А если ты всмотришься в это повнимательней, то, быть может, и не найдешь ничего такого, что узнается посредством знаков. В самом деле, когда дается знак, этот знак не может научить меня ничему, если я не знаю, какого предмета служит он знаком; а если знаю, то чему с его помощью я учусь? Когда я читаю: "и одежды их не изменились" (Дан. III, 94), то слово это не дает мне видеть тот предмет; который оно означает. Ибо если этим именем обозначаются своего рода головные покрывала, то, слыша это слово, учусь ли я тому, что такое голова, или тому, что такое покрывало, если раньше не был знаком с этими предметами? Представление о них приобретается мною не тогда, когда я слышу о них от других, а когда вижу их сам. В самом деле, когда три слога слова "голова" в первый раз касаются моего слуха, я так же мало знаю, что они означают, как и то, когда в первый раз слышу или читаю слово "сарабаллы". Но когда часто говорят "голова", то, замечая и соображая, в каком случае это слово произносится, я открываю, что это -- название предмета, который мне давно известен. Пока же я не открыл этого, слово это было для меня только звуком; а что оно -- еще и знак, это я узнал, когда открыл, какого предмета оно служит знаком; а открыл я это, когда заметил, и не по значению, но посредством наблюдения. Таким образом, мы скорее узнаем знак после того, как узнаем предмет, чем узнаем предмет по данному знаку.

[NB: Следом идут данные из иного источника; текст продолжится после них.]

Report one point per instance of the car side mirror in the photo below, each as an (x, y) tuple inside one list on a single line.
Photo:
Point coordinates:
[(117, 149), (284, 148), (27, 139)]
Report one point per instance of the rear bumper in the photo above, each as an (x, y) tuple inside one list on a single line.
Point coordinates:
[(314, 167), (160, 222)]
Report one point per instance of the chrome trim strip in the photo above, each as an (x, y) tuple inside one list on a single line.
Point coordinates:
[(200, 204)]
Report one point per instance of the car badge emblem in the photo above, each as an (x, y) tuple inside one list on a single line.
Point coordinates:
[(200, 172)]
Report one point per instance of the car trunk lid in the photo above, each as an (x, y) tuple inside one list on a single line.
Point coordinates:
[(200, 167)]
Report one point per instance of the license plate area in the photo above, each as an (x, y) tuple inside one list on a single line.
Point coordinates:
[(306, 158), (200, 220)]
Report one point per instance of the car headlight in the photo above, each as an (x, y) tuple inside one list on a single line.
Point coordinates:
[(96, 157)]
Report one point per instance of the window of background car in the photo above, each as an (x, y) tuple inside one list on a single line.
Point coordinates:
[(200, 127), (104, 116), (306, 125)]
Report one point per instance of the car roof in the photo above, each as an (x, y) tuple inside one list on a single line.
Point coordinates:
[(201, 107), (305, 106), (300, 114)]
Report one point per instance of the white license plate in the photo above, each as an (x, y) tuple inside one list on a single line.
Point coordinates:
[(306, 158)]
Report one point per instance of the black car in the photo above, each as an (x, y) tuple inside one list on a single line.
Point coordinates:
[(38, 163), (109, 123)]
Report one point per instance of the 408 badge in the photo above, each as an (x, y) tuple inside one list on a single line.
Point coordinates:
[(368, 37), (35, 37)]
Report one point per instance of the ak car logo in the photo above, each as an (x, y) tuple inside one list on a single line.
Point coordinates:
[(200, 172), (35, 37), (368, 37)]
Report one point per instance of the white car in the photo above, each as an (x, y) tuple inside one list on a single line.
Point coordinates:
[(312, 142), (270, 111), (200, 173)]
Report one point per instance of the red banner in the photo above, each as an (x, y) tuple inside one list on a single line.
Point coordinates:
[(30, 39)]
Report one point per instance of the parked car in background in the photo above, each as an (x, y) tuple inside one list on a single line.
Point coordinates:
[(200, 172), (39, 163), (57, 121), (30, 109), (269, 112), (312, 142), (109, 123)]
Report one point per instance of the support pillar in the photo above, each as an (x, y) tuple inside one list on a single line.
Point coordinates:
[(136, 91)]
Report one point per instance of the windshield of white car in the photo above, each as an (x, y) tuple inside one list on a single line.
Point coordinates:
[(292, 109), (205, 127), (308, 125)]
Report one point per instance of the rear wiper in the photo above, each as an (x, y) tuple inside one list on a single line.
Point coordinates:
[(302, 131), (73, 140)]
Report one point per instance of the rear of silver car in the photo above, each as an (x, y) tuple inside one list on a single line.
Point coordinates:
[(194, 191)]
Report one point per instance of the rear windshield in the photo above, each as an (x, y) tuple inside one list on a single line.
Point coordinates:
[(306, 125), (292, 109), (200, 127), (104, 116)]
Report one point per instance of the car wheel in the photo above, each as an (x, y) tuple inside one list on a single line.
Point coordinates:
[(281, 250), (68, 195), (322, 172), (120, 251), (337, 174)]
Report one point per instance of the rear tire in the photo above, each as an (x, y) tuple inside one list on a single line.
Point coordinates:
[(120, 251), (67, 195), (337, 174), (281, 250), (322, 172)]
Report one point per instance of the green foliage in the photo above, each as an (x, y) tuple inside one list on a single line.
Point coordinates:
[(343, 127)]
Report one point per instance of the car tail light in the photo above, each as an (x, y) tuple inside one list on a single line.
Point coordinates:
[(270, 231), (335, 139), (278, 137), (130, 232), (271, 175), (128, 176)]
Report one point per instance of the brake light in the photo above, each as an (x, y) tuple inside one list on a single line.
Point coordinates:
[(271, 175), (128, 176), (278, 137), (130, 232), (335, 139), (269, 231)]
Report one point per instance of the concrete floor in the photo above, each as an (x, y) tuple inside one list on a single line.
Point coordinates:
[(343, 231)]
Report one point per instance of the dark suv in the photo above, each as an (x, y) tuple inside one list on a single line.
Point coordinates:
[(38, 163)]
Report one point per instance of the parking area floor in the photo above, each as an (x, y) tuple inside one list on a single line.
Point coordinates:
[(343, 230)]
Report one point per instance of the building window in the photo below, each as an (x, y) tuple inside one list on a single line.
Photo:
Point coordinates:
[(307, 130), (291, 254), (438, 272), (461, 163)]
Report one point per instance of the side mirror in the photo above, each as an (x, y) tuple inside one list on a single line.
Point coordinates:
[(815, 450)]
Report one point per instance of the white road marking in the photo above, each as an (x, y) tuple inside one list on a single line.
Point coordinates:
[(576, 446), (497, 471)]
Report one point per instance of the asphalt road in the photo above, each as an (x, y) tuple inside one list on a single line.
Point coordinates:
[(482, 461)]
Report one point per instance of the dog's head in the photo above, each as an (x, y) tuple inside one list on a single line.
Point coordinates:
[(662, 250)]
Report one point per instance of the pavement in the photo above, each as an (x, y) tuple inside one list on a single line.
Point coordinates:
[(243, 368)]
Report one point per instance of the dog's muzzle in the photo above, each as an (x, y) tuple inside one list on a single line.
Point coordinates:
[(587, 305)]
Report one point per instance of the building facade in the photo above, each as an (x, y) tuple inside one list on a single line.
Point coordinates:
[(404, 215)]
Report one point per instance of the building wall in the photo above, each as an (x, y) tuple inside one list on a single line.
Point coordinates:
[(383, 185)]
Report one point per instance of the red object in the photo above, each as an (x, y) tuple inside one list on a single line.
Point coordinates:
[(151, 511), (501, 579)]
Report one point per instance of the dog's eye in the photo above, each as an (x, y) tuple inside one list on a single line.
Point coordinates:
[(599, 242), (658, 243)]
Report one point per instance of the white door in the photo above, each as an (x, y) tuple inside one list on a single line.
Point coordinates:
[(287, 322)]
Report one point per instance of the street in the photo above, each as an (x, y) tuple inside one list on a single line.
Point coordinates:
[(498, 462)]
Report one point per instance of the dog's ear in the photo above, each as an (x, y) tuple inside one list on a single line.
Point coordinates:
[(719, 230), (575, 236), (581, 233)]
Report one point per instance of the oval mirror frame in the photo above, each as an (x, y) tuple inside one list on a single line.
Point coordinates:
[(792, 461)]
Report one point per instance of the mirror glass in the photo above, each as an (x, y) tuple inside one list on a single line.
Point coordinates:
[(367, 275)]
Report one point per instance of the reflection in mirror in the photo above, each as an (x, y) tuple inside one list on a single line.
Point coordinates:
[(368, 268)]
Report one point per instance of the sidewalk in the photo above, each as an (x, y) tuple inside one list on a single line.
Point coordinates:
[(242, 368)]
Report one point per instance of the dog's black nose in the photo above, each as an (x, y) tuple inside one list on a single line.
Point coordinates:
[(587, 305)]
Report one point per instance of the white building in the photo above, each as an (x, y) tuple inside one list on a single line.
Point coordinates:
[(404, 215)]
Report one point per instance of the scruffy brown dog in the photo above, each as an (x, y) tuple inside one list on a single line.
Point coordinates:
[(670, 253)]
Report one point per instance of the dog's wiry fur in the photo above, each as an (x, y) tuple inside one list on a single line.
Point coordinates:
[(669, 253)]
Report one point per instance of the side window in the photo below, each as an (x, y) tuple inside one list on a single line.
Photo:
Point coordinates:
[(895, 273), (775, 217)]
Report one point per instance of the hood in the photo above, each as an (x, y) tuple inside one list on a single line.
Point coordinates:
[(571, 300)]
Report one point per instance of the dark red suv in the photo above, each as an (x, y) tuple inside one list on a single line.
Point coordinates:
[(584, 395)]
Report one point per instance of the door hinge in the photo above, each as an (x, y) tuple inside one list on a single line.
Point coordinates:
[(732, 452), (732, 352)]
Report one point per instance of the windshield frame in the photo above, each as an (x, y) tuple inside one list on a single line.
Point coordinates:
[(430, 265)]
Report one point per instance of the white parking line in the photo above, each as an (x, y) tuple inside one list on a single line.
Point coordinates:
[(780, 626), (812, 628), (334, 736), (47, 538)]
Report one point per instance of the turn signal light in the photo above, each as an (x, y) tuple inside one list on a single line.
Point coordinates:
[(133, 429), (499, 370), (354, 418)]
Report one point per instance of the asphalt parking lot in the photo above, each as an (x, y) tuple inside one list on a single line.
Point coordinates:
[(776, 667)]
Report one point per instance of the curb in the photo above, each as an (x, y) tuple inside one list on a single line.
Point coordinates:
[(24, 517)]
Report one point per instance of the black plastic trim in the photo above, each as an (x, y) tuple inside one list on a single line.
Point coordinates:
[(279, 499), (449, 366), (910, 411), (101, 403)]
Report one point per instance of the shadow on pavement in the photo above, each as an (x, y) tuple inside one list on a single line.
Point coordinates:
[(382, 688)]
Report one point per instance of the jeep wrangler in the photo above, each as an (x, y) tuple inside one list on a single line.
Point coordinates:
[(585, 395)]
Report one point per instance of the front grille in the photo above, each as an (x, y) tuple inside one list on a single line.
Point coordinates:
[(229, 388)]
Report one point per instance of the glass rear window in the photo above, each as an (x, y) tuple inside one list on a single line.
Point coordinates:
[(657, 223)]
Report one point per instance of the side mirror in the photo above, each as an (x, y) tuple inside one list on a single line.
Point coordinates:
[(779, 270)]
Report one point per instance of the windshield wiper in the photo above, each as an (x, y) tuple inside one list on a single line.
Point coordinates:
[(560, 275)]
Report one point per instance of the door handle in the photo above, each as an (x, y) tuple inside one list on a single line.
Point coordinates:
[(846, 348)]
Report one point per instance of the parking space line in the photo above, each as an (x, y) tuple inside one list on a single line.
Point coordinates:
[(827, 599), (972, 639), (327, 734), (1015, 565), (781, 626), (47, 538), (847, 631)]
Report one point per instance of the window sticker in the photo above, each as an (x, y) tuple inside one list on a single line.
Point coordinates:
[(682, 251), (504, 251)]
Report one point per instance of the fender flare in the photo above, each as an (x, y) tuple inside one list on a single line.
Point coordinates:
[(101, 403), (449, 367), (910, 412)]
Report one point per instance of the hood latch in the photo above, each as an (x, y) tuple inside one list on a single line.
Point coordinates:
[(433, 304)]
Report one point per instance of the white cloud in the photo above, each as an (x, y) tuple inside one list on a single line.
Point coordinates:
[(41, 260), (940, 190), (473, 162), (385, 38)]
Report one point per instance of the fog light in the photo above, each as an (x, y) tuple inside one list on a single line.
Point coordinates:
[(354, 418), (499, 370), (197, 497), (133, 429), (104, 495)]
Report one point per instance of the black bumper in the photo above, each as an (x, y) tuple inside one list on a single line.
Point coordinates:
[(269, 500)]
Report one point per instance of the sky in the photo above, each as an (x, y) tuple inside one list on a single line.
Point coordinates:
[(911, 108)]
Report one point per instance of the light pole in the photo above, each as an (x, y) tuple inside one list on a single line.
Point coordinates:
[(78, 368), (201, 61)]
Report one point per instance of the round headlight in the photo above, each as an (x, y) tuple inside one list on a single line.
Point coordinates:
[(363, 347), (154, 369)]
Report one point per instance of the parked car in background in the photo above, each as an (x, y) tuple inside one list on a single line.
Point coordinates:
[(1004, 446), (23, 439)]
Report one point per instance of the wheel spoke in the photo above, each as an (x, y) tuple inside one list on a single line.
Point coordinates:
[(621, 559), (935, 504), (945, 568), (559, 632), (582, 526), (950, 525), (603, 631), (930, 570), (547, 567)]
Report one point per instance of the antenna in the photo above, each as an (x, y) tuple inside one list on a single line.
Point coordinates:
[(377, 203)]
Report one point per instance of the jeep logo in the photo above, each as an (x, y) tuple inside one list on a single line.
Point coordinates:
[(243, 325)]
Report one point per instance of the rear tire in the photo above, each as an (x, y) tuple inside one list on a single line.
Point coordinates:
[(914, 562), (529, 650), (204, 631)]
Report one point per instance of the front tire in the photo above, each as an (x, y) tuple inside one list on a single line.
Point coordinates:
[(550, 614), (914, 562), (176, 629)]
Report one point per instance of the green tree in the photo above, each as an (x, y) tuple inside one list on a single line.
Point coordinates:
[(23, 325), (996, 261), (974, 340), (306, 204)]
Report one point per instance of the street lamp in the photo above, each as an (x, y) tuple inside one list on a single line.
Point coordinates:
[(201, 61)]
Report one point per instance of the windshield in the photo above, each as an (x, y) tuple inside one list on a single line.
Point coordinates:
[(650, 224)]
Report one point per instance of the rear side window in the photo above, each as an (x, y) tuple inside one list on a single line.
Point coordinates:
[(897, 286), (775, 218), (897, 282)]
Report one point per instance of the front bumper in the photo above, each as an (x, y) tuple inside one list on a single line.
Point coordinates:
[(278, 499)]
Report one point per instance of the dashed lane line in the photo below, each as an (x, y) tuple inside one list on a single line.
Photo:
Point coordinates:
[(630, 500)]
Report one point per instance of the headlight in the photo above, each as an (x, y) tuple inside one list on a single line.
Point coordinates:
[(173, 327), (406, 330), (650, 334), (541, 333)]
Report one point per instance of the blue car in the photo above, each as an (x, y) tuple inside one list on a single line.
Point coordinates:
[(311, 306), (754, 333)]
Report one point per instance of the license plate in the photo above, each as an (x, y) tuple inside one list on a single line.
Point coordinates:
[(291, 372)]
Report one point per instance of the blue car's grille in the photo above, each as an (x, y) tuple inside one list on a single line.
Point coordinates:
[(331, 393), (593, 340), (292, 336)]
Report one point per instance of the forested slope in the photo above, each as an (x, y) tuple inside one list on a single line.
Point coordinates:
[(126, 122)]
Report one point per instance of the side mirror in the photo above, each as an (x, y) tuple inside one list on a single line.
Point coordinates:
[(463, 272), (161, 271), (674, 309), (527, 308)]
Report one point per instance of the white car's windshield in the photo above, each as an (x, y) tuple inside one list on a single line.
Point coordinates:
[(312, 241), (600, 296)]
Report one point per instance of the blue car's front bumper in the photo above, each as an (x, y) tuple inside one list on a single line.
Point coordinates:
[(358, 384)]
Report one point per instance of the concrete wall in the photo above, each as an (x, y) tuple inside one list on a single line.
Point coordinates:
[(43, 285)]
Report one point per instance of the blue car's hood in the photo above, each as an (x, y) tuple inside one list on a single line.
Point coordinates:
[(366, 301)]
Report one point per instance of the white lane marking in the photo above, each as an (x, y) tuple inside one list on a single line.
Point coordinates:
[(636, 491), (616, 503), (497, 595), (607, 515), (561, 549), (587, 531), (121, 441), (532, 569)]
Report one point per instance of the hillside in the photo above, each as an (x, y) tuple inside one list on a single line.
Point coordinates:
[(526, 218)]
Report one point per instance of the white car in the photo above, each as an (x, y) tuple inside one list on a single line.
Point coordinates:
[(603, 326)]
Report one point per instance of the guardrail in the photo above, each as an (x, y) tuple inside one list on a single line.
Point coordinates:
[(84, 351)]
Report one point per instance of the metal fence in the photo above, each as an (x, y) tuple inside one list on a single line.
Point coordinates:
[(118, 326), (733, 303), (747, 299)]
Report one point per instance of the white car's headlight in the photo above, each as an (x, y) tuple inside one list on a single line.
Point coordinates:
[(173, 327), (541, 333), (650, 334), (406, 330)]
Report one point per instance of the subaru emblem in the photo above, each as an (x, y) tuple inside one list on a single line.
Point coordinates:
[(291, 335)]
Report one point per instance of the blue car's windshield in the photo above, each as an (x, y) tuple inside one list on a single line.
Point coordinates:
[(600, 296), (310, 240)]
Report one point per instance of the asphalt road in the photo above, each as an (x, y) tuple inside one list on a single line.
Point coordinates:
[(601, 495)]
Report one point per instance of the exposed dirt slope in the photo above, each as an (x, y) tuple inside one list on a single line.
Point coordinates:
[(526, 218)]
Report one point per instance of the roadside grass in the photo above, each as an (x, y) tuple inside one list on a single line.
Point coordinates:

Чтобы яснее понять это, вообрази, что мы в первый раз слышим слово "голова", и не зная, только ли это звук, или же он имеет еще и какое-нибудь значение, спрашиваем, что значит "голова" (помни, что нас интересует еще не сам предмет, но знак, который нам совершенно неизвестен до тех пор, пока мы не выясним, знаком чего он служит); и вот, когда мы задаем такой вопрос, нам указывают пальцем на сам предмет. Увидев предмет, мы получаем познание и о знаке, который раньше слышали, но не знали. Но поскольку в этом знаке две стороны -- звук и значение, то звук мы воспринимаем не посредством знака, а тем, что воздействует на слух, значение же уразумеваем, когда видим обозначаемый предмет. Ибо указание пальцем может означать не что иное, как то, на что оно направлено, а направлено оно не на знак, а на ту часть тела, которая называется головою. Таким образом, посредством указания пальцем я не получаю познания ни о предмете, который знал раньше, ни о знаке, на который это указание не простирается. Впрочем, я не придаю большого значения указанию пальцем, потому что оно представляется мне скорее знаком указания, вроде наречия "вот", чем знаком каких-либо указываемых предметов: обыкновенно к указанию пальцем мы присовокупляем и это наречие, считая, что одного только указания пальцем недостаточно. Я стараюсь сейчас убедить тебя, насколько могу, что при помощи знаков, называемых словами, мы ничему не учимся, ибо, как я сказал, скорее силу слова, т.е. значение, которое скрывается в звуке, мы узнаем, узнавши сам обозначаемый предмет, нежели получаем представление о предмете при помощи этого значения.

Что сказано мною о голове, можно сказать и о покрывалах, и о множестве других предметов. Хотя бы я и знал их, сарабалл я все же еще не знаю. Если бы кто-нибудь или жестом обозначил мне их, или нарисовал, или указал на нечто такое, на что они похожи, -- то он, пожалуй, чему-то меня бы научил: я понял бы этот предмет без особого труда, если бы захотел поговорить о нем побольше; но я говорю, что ближайшее понятие о предмете я получил бы не из слов. Точно также, как если бы они находились налицо, и мне бы указали на них, говоря: "Вот сарабаллы", я получил бы познание о неизвестном мне предмете не посредством сказанных слов, а посредством взгляда на предмет, при помощи которого я узнал бы и усвоил, что значит это имя. Ибо, коль скоро изучаю я сам предмет, то доверяю не чужим словам, а собственным глазам; доверяю, пожалуй, и чужим словам, но лишь настолько, чтобы обратить свое внимание, т.е. посредством осмотра исследовать то, что вижу.